Exploring ChatGPT's Potential in Java API Method Recommendation: An Empirical Study

IF 1.7 4区计算机科学 Q3 COMPUTER SCIENCE, SOFTWARE ENGINEERING

Journal of Software-Evolution and Process

Pub Date : 2025-01-28 DOI: 10.1002/smr.2765

Ye Wang, Weihao Xue, Qiao Huang, Bo Jiang, Hua Zhang

As software development grows increasingly complex, application programming interface (API) plays a significant role in enhancing development efficiency and code quality. However, the explosive growth in the number of APIs makes it impossible for developers to become familiar with all of them. In actual development scenarios, developers may spend a significant amount of time searching for suitable APIs, which could severely impact the development process. Recently, the OpenAI's large language model (LLM) based application—ChatGPT has shown exceptional performance across various software development tasks, responding swiftly to instructions and generating high-quality textual responses, suggesting its potential in API recommendation tasks. Thus, this paper presents an empirical study to investigate the performance of ChatGPT in query-based API recommendation tasks.

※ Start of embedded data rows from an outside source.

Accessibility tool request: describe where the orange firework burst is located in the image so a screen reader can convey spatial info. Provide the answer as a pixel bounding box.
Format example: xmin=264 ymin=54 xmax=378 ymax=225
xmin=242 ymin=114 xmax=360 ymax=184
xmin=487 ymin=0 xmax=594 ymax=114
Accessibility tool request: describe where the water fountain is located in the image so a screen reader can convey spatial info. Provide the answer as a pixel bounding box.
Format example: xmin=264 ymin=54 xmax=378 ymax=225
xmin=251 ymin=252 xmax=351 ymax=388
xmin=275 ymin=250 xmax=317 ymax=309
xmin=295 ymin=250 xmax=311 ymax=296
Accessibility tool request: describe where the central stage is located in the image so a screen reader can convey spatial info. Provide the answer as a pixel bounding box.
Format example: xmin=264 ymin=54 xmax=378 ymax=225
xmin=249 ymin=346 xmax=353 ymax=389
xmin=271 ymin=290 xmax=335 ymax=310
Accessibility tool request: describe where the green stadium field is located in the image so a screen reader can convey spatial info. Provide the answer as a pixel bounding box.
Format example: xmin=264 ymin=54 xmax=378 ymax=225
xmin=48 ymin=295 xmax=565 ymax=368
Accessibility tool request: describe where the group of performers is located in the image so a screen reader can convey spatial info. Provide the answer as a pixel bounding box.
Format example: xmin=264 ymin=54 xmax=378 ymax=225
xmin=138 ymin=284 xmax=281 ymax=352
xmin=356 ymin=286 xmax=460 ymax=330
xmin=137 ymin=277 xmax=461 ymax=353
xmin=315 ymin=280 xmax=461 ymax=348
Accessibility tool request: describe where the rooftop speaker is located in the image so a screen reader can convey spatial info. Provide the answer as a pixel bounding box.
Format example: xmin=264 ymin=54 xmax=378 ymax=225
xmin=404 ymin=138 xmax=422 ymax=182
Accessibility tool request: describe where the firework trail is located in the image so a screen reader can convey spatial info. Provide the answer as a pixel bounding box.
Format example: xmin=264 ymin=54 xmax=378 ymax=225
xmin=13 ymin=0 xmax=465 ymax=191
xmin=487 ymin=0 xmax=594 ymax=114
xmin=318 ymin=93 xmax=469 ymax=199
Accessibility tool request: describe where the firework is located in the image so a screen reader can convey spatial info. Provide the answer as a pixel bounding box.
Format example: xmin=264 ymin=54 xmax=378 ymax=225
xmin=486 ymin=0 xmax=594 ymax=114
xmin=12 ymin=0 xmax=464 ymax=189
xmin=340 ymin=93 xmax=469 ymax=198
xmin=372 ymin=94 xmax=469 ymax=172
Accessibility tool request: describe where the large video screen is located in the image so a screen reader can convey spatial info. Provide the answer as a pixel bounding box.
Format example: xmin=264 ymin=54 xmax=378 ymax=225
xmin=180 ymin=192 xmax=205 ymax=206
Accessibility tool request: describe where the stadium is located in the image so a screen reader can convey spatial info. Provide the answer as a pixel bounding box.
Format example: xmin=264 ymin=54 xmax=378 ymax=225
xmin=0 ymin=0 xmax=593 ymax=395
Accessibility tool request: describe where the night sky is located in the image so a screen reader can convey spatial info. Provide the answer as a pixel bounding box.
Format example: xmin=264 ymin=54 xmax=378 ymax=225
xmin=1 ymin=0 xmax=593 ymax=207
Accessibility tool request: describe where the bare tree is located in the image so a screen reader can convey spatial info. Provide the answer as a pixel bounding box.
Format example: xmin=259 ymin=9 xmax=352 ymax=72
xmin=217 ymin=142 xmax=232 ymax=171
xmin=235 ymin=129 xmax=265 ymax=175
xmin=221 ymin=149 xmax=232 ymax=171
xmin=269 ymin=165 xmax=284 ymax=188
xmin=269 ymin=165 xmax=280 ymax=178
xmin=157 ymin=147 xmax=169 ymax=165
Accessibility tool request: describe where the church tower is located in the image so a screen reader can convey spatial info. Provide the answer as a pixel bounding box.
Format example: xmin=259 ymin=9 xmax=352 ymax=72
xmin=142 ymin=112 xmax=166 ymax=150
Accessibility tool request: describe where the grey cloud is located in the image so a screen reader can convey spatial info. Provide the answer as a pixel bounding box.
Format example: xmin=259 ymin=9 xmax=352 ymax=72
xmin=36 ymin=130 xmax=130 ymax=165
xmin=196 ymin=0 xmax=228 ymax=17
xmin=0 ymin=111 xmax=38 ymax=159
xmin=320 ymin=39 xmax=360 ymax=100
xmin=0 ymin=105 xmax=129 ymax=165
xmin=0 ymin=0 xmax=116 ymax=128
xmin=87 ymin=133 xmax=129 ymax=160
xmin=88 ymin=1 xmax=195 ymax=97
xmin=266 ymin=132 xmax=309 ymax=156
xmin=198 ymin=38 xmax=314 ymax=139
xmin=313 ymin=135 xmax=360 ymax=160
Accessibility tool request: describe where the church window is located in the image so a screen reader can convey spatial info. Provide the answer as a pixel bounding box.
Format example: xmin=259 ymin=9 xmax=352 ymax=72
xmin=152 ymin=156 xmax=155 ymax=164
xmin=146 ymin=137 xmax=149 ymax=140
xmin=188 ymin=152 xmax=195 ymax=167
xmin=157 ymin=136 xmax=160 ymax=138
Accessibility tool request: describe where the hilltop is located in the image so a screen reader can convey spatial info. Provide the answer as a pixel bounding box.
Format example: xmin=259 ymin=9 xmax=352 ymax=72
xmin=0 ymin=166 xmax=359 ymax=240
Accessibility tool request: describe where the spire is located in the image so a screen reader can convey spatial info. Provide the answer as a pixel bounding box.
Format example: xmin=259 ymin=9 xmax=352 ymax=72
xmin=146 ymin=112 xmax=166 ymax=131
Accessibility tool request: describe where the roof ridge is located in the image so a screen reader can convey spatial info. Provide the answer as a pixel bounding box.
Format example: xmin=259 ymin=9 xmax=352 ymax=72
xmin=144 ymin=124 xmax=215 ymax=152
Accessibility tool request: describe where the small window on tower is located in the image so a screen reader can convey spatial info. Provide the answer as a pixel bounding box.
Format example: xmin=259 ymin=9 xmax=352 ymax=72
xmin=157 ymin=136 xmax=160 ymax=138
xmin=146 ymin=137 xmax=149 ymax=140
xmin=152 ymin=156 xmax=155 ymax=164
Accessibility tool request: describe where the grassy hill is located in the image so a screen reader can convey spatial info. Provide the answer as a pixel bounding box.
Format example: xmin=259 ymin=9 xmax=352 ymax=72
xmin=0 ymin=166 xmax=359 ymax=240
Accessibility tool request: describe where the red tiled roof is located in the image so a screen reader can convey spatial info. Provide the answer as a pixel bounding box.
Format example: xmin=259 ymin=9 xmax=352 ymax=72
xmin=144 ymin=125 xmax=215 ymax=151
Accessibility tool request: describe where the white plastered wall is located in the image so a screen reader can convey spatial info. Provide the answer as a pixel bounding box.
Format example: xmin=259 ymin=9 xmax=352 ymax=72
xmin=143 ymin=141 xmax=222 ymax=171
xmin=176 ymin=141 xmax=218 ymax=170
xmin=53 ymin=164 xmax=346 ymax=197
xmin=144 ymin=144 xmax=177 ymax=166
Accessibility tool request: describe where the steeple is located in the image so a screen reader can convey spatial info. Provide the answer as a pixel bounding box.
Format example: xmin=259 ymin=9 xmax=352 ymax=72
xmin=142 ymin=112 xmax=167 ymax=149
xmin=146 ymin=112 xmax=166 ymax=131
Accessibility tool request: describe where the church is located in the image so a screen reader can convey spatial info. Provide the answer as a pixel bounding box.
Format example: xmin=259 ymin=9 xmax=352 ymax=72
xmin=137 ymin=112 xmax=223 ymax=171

Specifically, we utilized the existing benchmark APIBENCH-Q and the newly constructed dataset as evaluation datasets, selecting the state-of-the-art models BIKER and MULAREC for comparison with ChatGPT. Our research findings demonstrate that ChatGPT outperforms existing approaches in terms of success rate, mean reciprocal rank (MRR), and mean average precision (MAP). Through a manual examination of samples in which ChatGPT exceeds baseline performance and those where it provides incorrect answers, we further substantiate ChatGPT's advantages over the baselines and identify several issues contributing to its suboptimal performance. To address these issues and enhance ChatGPT's recommendation capabilities, we employed two strategies: (1) utilizing a more advanced LLM (GPT-4) and (2) exploring a new approach—MACAR, which is based on the Chain of Thought methodology. The results indicate that both strategies are effective.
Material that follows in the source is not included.